Le groupe Adani, proche du Premier ministre indien Narendra Modi, était déjà visé par une enquête de Hinderburg Research lorsque l’OCCRP, en collaboration avec le quotidien britannique The Guardian et le Financial Times, a obtenu ces documents bancaires. Le groupe Adani a bien évidemment brandi l’argument que c’est l’Inde qui était attaquée et l’organisme régulateur de la Grande péninsule, le SEBI, a soutenu qu’aucune malversation n’a été notée.
Il ressort que l’Emirati Nasser Ali Shaban Ahli et le Taïwanais Chang Chung-Ling ont des liens avec la famille Adani et occupaient des postes de responsabilité au sein de leurs sociétés. Des documents internes du groupe bancaire suisse REYL Intesa Sanpaolo révèlent que le duo détenait jusqu’en 2023 quelque 3 milliards de dollars d’actions dans plusieurs fonds spéculatifs.

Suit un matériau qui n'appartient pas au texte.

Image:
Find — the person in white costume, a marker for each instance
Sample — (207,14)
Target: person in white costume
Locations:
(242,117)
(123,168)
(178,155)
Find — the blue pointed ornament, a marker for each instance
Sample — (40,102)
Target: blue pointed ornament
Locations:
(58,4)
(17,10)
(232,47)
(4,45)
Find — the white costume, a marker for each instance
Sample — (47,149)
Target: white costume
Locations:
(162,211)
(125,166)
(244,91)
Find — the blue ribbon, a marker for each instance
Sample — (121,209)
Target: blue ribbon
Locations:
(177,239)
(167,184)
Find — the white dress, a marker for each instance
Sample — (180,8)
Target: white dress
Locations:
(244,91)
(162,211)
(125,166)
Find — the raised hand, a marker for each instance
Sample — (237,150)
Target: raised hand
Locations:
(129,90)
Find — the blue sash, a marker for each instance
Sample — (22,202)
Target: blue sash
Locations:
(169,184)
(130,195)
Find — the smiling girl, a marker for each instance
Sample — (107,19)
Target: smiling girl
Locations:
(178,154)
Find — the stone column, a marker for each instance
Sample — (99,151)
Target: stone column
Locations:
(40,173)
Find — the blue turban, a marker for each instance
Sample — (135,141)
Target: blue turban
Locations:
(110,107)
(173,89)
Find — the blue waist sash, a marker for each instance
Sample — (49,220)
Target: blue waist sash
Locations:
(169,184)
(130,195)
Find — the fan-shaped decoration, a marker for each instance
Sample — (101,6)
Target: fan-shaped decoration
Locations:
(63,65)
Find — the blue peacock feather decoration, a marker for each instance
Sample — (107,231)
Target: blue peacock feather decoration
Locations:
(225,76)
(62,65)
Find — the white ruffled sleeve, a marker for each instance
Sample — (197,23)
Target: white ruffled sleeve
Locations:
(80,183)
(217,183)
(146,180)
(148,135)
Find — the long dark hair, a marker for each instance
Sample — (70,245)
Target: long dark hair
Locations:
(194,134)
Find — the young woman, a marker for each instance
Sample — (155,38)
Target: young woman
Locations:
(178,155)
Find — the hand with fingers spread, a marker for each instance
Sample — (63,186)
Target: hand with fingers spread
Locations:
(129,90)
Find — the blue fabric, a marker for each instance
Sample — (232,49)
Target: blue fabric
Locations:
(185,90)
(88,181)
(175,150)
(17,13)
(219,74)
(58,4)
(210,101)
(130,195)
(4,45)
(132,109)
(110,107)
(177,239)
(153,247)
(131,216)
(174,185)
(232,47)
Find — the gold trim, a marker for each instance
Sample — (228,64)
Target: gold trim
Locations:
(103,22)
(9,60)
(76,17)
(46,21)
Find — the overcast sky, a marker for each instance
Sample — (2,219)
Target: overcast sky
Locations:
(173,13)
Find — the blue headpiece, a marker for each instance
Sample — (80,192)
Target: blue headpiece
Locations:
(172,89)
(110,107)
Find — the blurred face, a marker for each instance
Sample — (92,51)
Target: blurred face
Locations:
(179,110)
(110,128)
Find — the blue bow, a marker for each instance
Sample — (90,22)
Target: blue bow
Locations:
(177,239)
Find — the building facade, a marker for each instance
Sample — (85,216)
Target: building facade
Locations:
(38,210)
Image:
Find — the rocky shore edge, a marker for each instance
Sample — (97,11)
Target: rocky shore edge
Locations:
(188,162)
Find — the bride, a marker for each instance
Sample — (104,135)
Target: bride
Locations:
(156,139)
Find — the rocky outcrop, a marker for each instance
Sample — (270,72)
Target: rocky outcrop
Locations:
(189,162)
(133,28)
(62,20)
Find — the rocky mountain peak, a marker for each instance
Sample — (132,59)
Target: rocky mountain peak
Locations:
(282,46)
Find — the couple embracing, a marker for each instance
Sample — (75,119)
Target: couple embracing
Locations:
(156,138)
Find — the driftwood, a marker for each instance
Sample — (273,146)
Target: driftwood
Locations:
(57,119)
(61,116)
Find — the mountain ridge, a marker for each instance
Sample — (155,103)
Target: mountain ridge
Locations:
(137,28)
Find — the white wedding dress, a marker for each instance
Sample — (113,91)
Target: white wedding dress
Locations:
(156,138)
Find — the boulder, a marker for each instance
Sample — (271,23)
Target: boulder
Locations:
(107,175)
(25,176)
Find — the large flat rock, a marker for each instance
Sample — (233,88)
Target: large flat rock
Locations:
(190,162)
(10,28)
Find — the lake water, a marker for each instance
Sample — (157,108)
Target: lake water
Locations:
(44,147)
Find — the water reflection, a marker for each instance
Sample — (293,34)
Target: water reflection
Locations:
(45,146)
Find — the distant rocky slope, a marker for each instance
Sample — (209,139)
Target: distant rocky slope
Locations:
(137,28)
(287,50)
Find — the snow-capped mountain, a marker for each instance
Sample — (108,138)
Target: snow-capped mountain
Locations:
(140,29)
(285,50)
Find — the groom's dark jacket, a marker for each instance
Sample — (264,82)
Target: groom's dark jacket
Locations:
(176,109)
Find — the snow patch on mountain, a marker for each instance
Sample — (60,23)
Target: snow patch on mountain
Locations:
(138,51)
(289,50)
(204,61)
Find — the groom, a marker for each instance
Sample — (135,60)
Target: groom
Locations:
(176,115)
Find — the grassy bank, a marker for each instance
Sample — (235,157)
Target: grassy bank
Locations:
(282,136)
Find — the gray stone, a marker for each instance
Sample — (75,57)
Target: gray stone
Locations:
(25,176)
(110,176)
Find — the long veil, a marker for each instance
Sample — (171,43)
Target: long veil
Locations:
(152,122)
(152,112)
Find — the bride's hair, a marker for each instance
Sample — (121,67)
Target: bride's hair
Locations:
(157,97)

Leurs noms sont déjà apparus dans une enquête sur des paiements en surplus d’un milliard de dollars à des filiales étrangères du groupe Adani à travers l’offshore émiratie et mauricien. Il est aussi question de trois fonds spéculatifs basés aux Bahamas à travers lesquels 430 millions de dollars ont été investis. Deux d’entre eux, étaient gérés par Elara Capital Ltd. Celle-ci gérait également deux fonds à Maurice, Elara India Opportunities Fund (EIOF) et Vespera Fund Ltd.